Due to the ever-changing commercial conditions, once a commercial contract is signed, it cannot be denied, otherwise it will inevitably harm the interests of one party. Therefore, e-commerce puts forward corresponding security control requirements.

(1) Legal security of e-commerce. With the continuous development of international informatization and network evolution, there are more and more cases of using computer networks to commit crimes in the field of e-commerce, and the modes and means of crime are constantly being renovated.

(2) Legal issues in electronic contracts. E-commerce contracts are signed between computer systems in different locations. The laws of many countries require that there must be written transaction documents as proof of the validity of the transaction and as evidence of the transaction; Otherwise, this contract is invalid. Whether an electronic contract can be regarded as a written contract and obtain the same effect as a written document is an unsolved problem in the laws of various countries. Compared with traditional written documents, electronic documents are unstable, and some external interference to computer networks may cause information loss, damage and change.

(3) Legal issues of e-banking services. Banks are the ultimate executors of electronic payment settlement, and play the role of a link between buyers and sellers. However, for some banks engaged in electronic money business, criminals forged electronic money, which brought direct economic losses to banks.

(4) Legal issues of electronic fund transfer. The law of electronic fund transfer is a special problem, but the paperless payment and settlement method of electronic bills authenticated by digital signature is not recognized in Bill Law at present. And the payment is irrevocable, and the payer or the third party cannot request to cancel the completed electronic fund transfer.

(5) Intellectual property protection in e-commerce. The transaction objects and behaviors in e-commerce activities often involve the traditional intellectual property field.

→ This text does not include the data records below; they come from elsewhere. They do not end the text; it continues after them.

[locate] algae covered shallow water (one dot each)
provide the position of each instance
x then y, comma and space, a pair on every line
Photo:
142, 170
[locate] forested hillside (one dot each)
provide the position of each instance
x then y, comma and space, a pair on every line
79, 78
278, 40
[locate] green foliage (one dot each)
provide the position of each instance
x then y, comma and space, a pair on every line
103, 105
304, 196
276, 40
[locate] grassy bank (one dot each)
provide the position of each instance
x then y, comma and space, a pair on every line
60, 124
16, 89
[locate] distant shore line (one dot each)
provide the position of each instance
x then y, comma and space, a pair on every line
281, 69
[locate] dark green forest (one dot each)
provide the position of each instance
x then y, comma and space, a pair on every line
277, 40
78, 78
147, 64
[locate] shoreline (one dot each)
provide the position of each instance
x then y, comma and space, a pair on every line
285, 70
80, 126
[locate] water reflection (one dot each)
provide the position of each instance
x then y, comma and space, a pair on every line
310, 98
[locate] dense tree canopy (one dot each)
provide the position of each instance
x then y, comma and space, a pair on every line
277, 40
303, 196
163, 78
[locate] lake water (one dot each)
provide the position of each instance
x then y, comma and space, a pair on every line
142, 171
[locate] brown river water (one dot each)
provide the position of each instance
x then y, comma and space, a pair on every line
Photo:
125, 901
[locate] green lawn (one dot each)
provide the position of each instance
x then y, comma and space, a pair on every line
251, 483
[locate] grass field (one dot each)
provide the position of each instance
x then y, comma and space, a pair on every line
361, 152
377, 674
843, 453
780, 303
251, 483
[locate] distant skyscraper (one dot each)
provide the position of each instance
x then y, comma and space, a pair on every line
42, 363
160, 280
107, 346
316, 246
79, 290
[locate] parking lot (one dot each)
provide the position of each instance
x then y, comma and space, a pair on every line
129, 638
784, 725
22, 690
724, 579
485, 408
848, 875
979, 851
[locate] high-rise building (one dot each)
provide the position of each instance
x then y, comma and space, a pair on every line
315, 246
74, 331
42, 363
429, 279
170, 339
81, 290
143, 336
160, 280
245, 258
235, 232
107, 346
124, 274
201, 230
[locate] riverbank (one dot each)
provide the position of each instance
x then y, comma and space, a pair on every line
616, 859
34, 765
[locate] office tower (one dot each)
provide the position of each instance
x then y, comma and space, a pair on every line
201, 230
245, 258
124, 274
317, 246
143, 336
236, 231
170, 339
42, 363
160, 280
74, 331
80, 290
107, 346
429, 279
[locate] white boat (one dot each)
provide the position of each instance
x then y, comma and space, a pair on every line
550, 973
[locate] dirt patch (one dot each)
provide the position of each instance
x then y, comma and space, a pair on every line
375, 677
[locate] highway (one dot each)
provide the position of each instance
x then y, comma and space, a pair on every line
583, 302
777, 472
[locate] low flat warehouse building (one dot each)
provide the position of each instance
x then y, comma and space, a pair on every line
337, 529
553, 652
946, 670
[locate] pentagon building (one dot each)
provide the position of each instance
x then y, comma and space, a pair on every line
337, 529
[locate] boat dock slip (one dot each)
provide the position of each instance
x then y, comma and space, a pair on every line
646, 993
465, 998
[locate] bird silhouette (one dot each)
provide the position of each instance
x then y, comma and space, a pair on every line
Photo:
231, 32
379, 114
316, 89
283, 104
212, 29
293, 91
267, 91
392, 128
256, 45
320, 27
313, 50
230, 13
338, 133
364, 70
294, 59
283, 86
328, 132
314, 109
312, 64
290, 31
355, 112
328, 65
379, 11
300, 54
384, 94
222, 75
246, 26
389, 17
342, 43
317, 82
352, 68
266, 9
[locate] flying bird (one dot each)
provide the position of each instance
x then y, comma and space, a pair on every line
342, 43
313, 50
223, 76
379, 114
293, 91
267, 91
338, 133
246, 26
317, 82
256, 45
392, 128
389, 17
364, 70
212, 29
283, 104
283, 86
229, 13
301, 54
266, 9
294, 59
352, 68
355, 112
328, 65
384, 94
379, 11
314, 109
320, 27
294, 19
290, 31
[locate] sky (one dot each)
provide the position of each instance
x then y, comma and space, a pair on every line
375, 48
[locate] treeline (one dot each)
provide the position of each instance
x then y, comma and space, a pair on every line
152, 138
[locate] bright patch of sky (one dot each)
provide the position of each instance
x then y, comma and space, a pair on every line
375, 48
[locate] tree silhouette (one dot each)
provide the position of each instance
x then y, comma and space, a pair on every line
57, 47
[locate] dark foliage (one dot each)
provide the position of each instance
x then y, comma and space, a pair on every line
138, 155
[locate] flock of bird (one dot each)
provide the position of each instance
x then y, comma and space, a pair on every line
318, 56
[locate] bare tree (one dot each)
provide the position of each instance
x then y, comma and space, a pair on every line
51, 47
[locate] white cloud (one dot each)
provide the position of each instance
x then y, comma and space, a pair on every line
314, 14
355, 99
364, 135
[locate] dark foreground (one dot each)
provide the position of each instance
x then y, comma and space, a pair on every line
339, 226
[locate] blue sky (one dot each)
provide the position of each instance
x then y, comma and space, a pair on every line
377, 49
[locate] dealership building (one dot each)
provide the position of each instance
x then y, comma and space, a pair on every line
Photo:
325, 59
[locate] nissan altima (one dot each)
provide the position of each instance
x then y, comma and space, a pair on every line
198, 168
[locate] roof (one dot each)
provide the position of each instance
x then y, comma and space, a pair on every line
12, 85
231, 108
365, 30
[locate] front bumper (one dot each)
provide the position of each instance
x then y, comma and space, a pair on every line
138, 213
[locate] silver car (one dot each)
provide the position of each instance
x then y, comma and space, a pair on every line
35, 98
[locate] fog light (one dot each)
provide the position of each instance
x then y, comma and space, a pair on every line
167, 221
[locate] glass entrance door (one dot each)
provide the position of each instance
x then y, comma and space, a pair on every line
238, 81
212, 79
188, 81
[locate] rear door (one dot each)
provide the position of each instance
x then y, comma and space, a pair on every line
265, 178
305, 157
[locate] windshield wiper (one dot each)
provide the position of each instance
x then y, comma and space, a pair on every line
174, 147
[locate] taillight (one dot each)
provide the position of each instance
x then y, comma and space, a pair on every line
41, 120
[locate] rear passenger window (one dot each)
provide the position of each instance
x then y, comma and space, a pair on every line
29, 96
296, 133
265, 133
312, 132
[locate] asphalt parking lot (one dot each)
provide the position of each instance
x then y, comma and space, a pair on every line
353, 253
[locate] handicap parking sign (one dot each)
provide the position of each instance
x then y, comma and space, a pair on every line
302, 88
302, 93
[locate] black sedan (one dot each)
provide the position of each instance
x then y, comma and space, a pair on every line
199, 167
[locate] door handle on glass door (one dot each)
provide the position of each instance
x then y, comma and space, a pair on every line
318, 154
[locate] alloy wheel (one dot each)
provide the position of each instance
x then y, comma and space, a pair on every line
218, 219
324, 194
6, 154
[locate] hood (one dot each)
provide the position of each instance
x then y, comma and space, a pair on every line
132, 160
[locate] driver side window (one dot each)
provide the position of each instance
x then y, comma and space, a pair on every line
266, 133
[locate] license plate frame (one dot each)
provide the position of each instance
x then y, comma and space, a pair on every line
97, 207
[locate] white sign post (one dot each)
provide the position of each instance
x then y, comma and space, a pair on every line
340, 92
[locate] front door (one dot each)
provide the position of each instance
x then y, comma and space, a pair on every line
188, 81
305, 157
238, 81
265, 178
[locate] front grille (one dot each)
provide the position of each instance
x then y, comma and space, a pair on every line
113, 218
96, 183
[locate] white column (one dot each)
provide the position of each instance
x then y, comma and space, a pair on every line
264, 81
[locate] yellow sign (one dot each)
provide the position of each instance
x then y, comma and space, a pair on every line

(6) Protection of consumers' rights and interests in e-commerce. New trading methods such as e-commerce bring various new rights protection issues to the protection of consumers' rights and interests. With the progress of science and technology, a large number of new products appear, and the contradiction of lagging consumption knowledge is more prominent.

legal ground

Electronic Commerce Law of the People's Republic of China

Article 9 E-commerce operators mentioned in this Law refer to natural persons, legal persons and unincorporated organizations engaged in selling goods or providing services through information networks such as the Internet, including e-commerce platform operators, operators within platforms and e-commerce operators selling goods or providing services through self-built websites and other network services.

E-commerce platform operators mentioned in this Law refer to legal persons or unincorporated organizations that provide online business premises, transaction matching, information release and other services for two or more parties to independently conduct transactions in e-commerce.

The term "in-platform operators" as mentioned in this Law refers to e-commerce operators who sell goods or provide services through e-commerce platforms.

Article 53 The parties to e-commerce may agree to pay the price by electronic payment.

When providing electronic payment services for e-commerce, electronic payment service providers shall abide by state regulations and inform users of the functions, usage methods, precautions, related risks and charging standards of electronic payment services, and shall not attach unreasonable trading conditions. Electronic payment service providers shall ensure the integrity, consistency, traceability and non-tampering of electronic payment instructions.

Electronic payment service providers shall provide users with reconciliation services and transaction records in the last three years free of charge.